The Cyber-Security 202: Def Con Hackers Couldn't Crack a Mock Voter Database

"Def Con hackers easily burst into voting machines." "An 11-year-old changed election results on a Florida state website in under 10 minutes." "Hacking the US midterms? It's child's play."

Those were some of the headlines from this year's Def Con computer security conference in Las Vegas, where youth and adult hackers had little trouble rooting out flaws in voting equipment and cracking into mock state election websites. But there was one exercise that stumped them: They couldn't seem to break into a replica of a heavily protected voter registration database.

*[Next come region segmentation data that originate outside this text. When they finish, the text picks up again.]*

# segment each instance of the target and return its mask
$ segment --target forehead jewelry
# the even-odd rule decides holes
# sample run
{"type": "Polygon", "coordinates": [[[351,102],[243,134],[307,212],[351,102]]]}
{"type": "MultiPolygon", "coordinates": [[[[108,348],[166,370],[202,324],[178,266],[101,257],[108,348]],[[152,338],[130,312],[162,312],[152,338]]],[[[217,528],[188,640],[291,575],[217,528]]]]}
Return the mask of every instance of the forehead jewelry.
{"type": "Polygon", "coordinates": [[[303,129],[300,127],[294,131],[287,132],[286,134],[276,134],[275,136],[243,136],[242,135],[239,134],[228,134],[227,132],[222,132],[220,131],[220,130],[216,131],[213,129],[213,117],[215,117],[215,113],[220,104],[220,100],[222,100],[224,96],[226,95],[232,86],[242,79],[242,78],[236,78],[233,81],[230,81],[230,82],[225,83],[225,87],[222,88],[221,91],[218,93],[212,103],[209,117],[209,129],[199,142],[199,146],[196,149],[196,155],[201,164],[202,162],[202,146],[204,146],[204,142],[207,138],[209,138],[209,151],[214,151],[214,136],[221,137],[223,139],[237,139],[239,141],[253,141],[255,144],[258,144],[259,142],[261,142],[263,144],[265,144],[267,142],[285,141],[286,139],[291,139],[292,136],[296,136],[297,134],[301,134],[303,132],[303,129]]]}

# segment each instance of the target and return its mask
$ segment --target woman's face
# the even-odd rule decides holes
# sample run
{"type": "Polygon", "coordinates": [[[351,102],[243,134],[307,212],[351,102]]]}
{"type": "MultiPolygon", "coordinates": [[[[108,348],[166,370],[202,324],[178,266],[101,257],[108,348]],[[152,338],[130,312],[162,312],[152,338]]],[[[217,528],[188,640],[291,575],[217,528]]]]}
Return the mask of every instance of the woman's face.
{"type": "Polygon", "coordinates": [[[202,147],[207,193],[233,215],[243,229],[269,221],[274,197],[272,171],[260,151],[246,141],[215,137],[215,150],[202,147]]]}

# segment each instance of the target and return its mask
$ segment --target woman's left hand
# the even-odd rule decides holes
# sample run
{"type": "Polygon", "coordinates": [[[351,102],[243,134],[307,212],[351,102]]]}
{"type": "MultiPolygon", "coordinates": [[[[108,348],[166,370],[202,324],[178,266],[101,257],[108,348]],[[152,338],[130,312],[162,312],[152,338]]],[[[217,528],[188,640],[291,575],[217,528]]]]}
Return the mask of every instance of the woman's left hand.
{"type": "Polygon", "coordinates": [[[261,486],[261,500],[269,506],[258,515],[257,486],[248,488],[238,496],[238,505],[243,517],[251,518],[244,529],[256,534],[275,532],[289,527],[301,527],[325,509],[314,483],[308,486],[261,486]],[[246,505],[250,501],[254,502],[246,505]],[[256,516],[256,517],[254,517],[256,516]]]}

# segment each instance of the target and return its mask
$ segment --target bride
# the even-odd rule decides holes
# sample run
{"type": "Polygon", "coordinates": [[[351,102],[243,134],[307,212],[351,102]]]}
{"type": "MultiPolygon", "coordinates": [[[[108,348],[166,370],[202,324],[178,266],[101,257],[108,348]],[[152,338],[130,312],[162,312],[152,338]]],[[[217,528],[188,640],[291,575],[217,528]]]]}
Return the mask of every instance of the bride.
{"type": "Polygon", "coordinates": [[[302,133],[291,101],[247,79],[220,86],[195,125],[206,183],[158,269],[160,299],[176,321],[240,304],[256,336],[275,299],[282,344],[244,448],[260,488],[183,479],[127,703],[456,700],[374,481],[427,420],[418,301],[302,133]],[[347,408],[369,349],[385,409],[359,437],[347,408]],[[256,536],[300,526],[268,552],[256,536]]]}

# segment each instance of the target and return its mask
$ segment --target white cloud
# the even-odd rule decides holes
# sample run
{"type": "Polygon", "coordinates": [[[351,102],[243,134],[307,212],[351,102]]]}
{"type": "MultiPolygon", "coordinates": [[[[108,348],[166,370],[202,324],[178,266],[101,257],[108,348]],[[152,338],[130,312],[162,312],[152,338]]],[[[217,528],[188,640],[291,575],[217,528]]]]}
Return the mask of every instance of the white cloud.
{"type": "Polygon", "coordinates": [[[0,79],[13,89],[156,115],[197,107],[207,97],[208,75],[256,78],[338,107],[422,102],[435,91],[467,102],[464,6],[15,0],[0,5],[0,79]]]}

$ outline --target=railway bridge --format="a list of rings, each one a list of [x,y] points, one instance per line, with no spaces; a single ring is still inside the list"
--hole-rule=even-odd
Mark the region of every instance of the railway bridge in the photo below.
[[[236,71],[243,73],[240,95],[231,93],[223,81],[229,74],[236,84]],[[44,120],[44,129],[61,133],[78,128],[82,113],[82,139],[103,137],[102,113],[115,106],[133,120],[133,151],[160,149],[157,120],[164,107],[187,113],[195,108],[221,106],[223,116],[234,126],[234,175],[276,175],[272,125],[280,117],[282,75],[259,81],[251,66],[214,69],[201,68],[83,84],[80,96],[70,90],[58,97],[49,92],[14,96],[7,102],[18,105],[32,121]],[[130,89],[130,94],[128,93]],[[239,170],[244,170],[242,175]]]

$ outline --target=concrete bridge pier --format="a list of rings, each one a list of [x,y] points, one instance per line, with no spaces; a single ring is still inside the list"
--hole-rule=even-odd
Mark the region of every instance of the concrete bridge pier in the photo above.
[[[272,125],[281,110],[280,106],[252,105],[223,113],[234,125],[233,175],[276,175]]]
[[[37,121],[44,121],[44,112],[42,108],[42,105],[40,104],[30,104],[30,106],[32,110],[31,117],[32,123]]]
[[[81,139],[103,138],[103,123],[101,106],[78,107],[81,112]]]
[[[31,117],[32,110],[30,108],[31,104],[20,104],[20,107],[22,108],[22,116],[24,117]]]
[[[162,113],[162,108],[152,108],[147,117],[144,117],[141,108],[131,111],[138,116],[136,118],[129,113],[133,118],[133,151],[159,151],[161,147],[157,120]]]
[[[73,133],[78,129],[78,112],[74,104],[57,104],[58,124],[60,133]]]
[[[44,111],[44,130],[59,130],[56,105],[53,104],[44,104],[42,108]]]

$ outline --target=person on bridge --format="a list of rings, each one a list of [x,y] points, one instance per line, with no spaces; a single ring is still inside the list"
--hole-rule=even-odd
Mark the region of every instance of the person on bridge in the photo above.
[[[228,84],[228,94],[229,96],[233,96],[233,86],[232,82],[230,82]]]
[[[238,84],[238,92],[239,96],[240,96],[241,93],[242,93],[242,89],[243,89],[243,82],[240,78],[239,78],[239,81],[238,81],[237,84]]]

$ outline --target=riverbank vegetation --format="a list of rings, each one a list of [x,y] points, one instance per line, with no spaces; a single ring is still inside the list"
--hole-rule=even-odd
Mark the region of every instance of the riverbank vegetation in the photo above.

They tried all weekend to hack the database, which was modelled after a real Ohio county's and bolstered with extra layers of digital defences. One got close, but nobody was able to manipulate the voter information inside.

Cyber-attacks on voter registration databases have been a major concern for state election officials since the run-up to the 2016 election, in which officials say Russian government hackers broke into an Illinois database and stole records on hundreds of thousands of voters. So the fact that hackers at Def Con's Voting Village couldn't change anything in the mock database should bring them some relief -- showing that with the proper defences, this is no easy task.

And yet, to make it a challenge for the highly skilled security researchers who gathered for the conference, organisers had to fortify the site with additional security features that made it much harder to penetrate. In this sense, the exercise also offers an example of the steps state officials should consider to safeguard their networks against top-notch hackers.

"I'd rather have the people in this room do this than go through it on Election Day," Amber McReynolds, Denver's director of elections, told me alongside the Voting Village. "It's better to identify these vulnerabilities up front."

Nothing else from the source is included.